Acute or chronic liver function disorders may necessitate the discontinuation of COCs until liver function tests return to normal. A recurrence of cholestatic jaundice, which occurred previously during a prior pregnancy or use of sex hormone preparations, requires the withdrawal of COCs.

Although COCs can affect insulin resistance and glucose tolerance, the need for dose adjustment of hypoglycemic drugs in patients with diabetes mellitus taking low-dose COCs (< 50 mcg ethinylestradiol) is generally not required. Nevertheless, patients with diabetes mellitus should be under medical supervision and perform regular monitoring of blood glucose concentration while taking the contraceptive.

Sometimes, chloasma may develop while taking COCs, especially in women with a history of chloasma gravidarum. Women prone to chloasma should avoid prolonged sun exposure and ultraviolet radiation during COC use.

While taking COCs, irregular bleeding (“spotting” and/or “breakthrough bleeding”) may occur, especially during the first months of use. Therefore, the evaluation of any irregular bleeding should be performed only after an adaptation period of approximately 3 treatment cycles.

If irregular bleeding recurs or develops after previous regular cycles, a thorough examination should be conducted to rule out malignant neoplasms or pregnancy.

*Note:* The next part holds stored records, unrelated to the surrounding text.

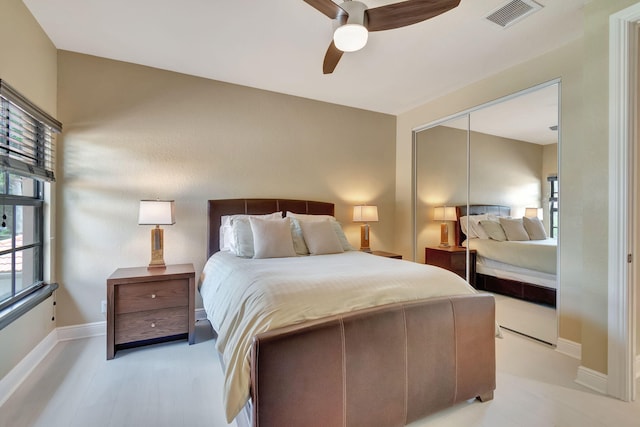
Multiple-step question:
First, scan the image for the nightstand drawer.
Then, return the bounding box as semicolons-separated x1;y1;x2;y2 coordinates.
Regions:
115;280;189;314
450;253;467;272
115;307;189;344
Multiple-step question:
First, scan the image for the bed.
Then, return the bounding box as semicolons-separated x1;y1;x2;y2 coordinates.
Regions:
199;199;496;427
455;205;557;307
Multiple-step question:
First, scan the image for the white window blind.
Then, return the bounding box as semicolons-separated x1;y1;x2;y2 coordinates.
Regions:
0;80;62;181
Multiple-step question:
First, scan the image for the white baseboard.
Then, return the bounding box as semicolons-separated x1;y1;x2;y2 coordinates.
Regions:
576;366;607;394
56;321;107;341
0;308;207;406
196;308;207;322
0;329;58;406
556;338;582;360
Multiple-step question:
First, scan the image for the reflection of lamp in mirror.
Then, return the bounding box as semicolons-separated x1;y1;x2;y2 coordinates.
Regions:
353;205;378;252
433;206;456;248
138;200;176;268
524;208;542;219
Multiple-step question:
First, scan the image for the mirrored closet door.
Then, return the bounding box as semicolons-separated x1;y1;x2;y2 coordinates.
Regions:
414;82;559;345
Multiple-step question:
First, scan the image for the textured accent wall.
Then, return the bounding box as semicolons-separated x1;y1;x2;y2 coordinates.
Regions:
58;51;395;325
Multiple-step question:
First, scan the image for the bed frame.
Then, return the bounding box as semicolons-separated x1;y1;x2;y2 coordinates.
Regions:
455;205;556;307
208;199;496;427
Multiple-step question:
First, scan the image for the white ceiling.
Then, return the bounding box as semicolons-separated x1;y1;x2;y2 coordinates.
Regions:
24;0;589;114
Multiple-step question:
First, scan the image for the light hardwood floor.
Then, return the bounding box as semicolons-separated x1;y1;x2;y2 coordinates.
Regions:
0;321;640;427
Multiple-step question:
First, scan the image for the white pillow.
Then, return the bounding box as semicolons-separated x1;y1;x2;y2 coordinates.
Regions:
287;211;354;255
522;216;547;240
300;219;344;255
219;224;233;251
228;212;282;257
287;217;309;255
460;214;489;239
230;217;253;258
249;217;296;258
480;219;507;242
499;217;530;242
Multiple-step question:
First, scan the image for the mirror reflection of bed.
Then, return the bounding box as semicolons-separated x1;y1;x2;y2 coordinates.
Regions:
414;81;559;345
455;205;558;345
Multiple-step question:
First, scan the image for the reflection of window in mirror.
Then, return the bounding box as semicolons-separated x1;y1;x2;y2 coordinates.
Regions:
547;175;558;237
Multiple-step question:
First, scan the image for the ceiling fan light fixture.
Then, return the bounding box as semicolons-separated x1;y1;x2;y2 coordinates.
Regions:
333;24;369;52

In women taking the nomegestrol + estradiol combination, the duration of “withdrawal” bleeding averaged 3-4 days.

Drug Interactions

Interactions of oral contraceptives with other medicinal products may lead to breakthrough bleeding and/or reduced contraceptive efficacy. Drug interactions with combined oral contraceptives in general have been described in the literature.

Hepatic metabolism: Interaction *with inducers of microsomal liver enzymes* is possible, which may lead to an increased clearance of sex hormones. Interactions have been established, for example, with *phenytoin, barbiturates, primidone, carbamazepine, rifampicin, and possibly with oxcarbazepine, topiramate, felbamate, griseofulvin, and preparations containing St. John’s wort (Hypericum perforatum). HIV protease inhibitors (e.g., ritonavir) and non-nucleoside reverse transcriptase inhibitors (e.g., nevirapine) and their combinations* have also influenced hepatic metabolism.

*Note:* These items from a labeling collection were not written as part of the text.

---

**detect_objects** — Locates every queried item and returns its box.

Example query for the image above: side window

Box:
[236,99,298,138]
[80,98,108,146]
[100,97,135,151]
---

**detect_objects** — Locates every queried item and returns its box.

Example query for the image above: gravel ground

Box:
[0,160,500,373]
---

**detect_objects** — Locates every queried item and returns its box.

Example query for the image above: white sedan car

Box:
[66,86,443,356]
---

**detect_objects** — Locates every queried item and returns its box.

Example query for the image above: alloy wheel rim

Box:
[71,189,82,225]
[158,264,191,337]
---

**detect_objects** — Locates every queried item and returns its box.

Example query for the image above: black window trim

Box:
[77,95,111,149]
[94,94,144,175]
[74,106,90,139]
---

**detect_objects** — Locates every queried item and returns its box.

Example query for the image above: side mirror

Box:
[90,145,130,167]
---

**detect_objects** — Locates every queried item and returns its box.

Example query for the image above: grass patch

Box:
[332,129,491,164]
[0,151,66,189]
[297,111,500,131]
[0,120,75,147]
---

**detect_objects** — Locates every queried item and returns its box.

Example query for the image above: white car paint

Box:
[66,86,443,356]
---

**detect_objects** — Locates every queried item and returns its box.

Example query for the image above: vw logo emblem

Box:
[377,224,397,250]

During concomitant use of drugs *that induce microsomal enzymes* and for 28 days after their discontinuation, barrier contraceptive methods should be used. If long-term treatment with drugs that induce microsomal enzymes is necessary, the use of another method of contraception should be considered.

Drugs *that inhibit microsomal enzymes (e.g., ketoconazole),* may cause an increase in the plasma concentration of sex hormones.

*Antibiotics*: A reduction in the effectiveness of oral contraceptives containing ethinylestradiol has been noted with the concomitant use of antibiotics such as *ampicillin and tetracyclines*. Women taking antibiotics (except for rifampicin and griseofulvin) should additionally use a barrier method of contraception throughout the entire period of antibiotic therapy and for 7 days after its discontinuation.

Oral contraceptives may affect the metabolism of other drugs. Accordingly, their plasma and tissue concentrations may increase *(e.g., cyclosporine) or decrease (e.g., lamotrigine).*

Storage Conditions

Store at 2°C (36°F) to 30°C (86°F). Keep in original packaging, protected from light. Keep out of reach of children.

Dispensing Status

Rx Only

Important Safety Information

This information is for educational purposes only and does not replace professional medical advice. Always consult your doctor before use. Dosage and side effects may vary. Use only as prescribed.